Incydent na miesięcznicy. Ostra wymiana zdań Błaszczaka z protestującymi
Podczas miesięcznicy smoleńskiej doszło do spięcia między posłem PiS Mariuszem Błaszczakiem a protestującymi. - Macie uszanować pamięć nieżyjących. Boli mnie oczernianie nieżyjącego człowieka, który bardzo wiele zrobił dla Polski i przestrzegał przed zagrożeniem ze strony Putina. Wy znieważacie! - krzyczał polityk.
We wtorek czołowi politycy PiS pojawili się przy pomniku smoleńskim na warszawskim placu Piłsudskiego. Wśród nich byli m.in. prezes PiS Jarosław Kaczyński, Antoni Macierewicz, Mariusz Błaszczak, Anita Czerwińska, Piotr Gliński czy Dariusz Matecki.
Po złożeniu wieńca i modlitwie szef klubu PiS Mariusz Błaszczak wdał się w ostrą wymianę zdań z uczestnikami kontrmanifestacji. Jak informuje Onet, spór dotyczył m.in. kontrowersyjnego wieńca, który Jarosław Kaczyński regularnie niszczy bądź zabiera spod pomnika.
Portal informuje, że wokół samochodu, którym podróżował Jarosław Kaczyński, zgromadziło się wiele osób, co przez chwilę uniemożliwiło prezesowi odjazd. Protestujący wykrzykiwali w kierunku prezesa PiS wulgarne hasła. Na transparentach widniały napisy, których autorzy nazywali szefa PiS "szmatą".
"Jarosławie, nie zagłuszaj sumienia tym cyrkiem", "Nawet w tej sprawie kłamiecie" - słychać było z tłumu. To wywołało wzburzenie byłego szefa MON.
Błaszczak: Macie uszanować pamięć nieżyjących.

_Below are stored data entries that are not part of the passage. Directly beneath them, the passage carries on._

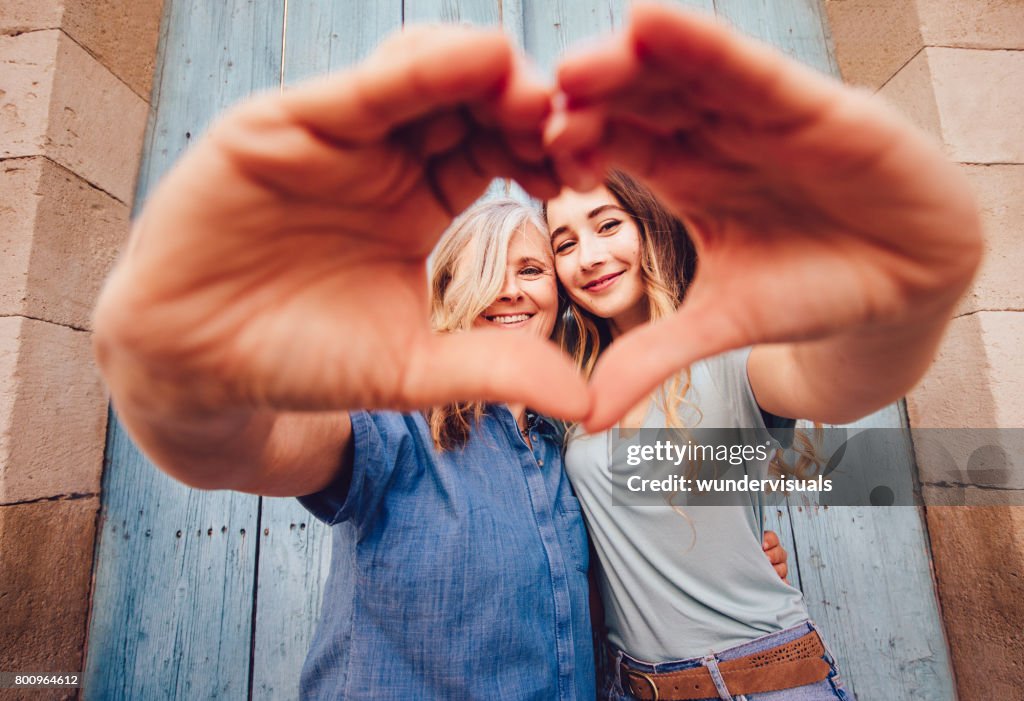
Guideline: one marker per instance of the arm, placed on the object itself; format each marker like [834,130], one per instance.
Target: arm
[275,278]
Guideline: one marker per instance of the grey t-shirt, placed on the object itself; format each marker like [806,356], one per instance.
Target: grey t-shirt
[685,581]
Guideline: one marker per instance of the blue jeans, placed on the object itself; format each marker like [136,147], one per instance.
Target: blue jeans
[827,689]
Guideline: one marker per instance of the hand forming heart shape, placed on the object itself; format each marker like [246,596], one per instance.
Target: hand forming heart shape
[282,263]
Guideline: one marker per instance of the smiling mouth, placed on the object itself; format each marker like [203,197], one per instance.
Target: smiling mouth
[602,282]
[508,319]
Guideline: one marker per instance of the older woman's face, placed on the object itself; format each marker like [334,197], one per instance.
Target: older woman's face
[528,300]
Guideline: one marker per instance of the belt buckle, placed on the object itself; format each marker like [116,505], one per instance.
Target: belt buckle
[645,676]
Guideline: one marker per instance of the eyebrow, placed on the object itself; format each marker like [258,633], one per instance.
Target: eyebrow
[529,259]
[590,215]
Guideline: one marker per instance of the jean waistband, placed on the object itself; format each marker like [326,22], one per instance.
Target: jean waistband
[767,642]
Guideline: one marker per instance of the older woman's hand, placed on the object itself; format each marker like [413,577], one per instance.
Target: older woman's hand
[282,263]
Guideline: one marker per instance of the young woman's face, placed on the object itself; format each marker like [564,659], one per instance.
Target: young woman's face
[528,300]
[597,255]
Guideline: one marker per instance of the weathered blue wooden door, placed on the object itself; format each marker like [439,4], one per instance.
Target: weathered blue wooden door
[215,595]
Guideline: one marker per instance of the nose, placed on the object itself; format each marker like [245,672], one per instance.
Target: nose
[592,252]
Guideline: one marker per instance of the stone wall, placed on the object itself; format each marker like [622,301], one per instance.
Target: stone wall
[75,80]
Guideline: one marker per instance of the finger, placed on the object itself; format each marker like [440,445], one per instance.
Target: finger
[412,75]
[687,172]
[569,132]
[497,366]
[776,555]
[524,102]
[641,360]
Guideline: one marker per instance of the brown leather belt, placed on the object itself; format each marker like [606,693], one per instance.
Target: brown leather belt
[793,664]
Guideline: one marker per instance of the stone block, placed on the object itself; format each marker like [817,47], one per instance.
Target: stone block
[60,102]
[52,411]
[976,105]
[46,551]
[911,91]
[998,191]
[122,34]
[979,568]
[58,238]
[975,24]
[977,380]
[872,38]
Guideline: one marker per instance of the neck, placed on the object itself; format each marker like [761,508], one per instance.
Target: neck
[637,315]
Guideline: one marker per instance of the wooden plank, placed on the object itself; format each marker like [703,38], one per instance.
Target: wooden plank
[295,548]
[480,12]
[551,28]
[172,614]
[865,572]
[294,562]
[172,601]
[798,28]
[866,579]
[329,36]
[866,576]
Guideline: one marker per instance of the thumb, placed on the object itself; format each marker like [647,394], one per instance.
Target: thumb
[497,366]
[639,361]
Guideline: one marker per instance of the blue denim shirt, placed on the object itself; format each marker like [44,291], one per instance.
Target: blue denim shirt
[454,575]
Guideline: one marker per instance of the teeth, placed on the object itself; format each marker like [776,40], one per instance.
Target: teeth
[510,318]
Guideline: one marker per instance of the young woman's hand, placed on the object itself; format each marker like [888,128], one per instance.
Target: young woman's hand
[282,263]
[776,555]
[819,215]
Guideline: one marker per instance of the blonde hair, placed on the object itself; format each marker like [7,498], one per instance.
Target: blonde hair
[668,260]
[466,276]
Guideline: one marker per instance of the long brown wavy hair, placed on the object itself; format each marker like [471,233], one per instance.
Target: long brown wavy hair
[668,263]
[466,276]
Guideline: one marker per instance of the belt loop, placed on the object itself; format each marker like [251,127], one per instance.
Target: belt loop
[711,662]
[617,666]
[816,629]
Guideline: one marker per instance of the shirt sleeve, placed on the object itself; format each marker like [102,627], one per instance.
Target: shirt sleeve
[736,385]
[379,439]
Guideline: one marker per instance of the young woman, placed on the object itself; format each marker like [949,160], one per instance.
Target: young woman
[274,287]
[833,245]
[678,580]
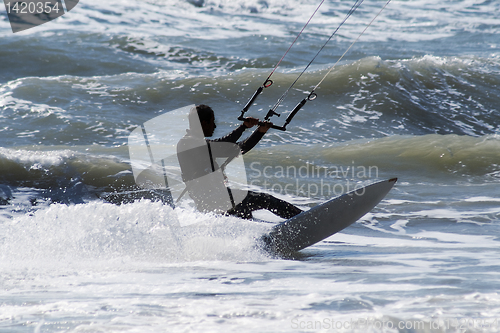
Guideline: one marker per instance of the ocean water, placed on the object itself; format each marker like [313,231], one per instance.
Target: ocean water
[417,97]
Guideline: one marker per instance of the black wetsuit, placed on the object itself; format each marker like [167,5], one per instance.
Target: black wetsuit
[197,158]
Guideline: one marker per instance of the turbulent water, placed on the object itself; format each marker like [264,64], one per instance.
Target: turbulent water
[417,97]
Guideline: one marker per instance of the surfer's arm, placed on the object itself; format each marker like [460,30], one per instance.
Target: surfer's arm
[253,139]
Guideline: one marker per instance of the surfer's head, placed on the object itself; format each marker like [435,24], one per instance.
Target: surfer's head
[205,116]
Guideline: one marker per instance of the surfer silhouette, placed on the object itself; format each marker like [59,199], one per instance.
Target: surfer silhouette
[205,179]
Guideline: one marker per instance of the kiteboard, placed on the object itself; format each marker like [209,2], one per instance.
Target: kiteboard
[322,221]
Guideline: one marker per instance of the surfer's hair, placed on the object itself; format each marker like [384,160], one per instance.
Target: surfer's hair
[200,113]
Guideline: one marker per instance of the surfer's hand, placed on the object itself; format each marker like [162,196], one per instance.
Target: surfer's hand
[264,126]
[250,122]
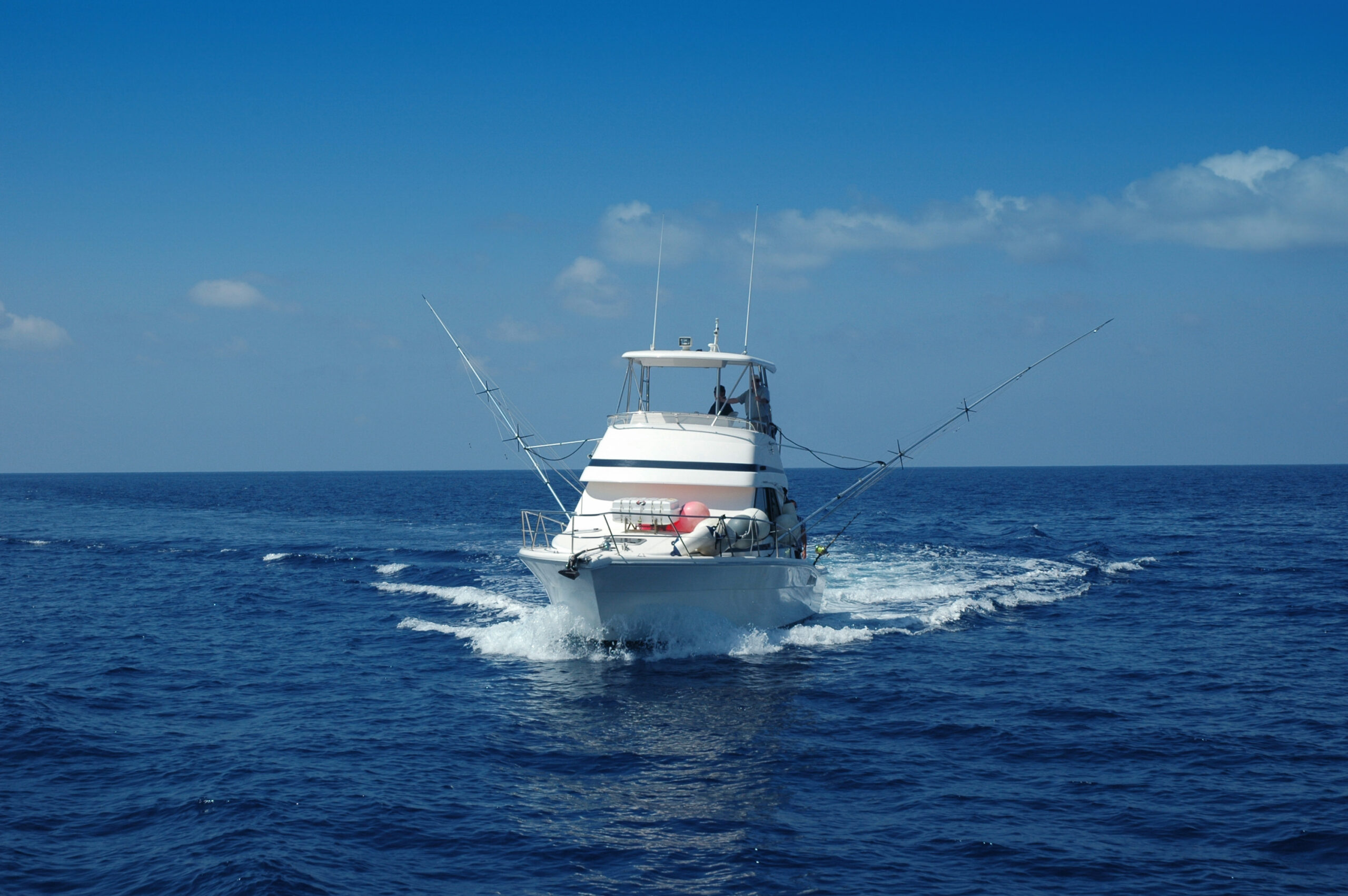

- Na tym wieńcu jest oszczerczy napis zgodnie z propagandą Putina. Wiecie, że jest wojna, a poprzez to, co wypisujecie, wpisujecie się w narrację i propagandę Putina. Czy wam nie wstyd?! - mówił wzburzony Błaszczak.
Były szef MON podkreślał, że "nieżyjących nie wolno szkalować". - Macie uszanować pamięć nieżyjących. Boli mnie oczernianie nieżyjącego człowieka, który bardzo wiele zrobił dla Polski i przestrzegał przed zagrożeniem ze strony Putina. Wy znieważacie! Proszę się jeszcze raz nad tym zastanowić! - krzyczał poseł PiS.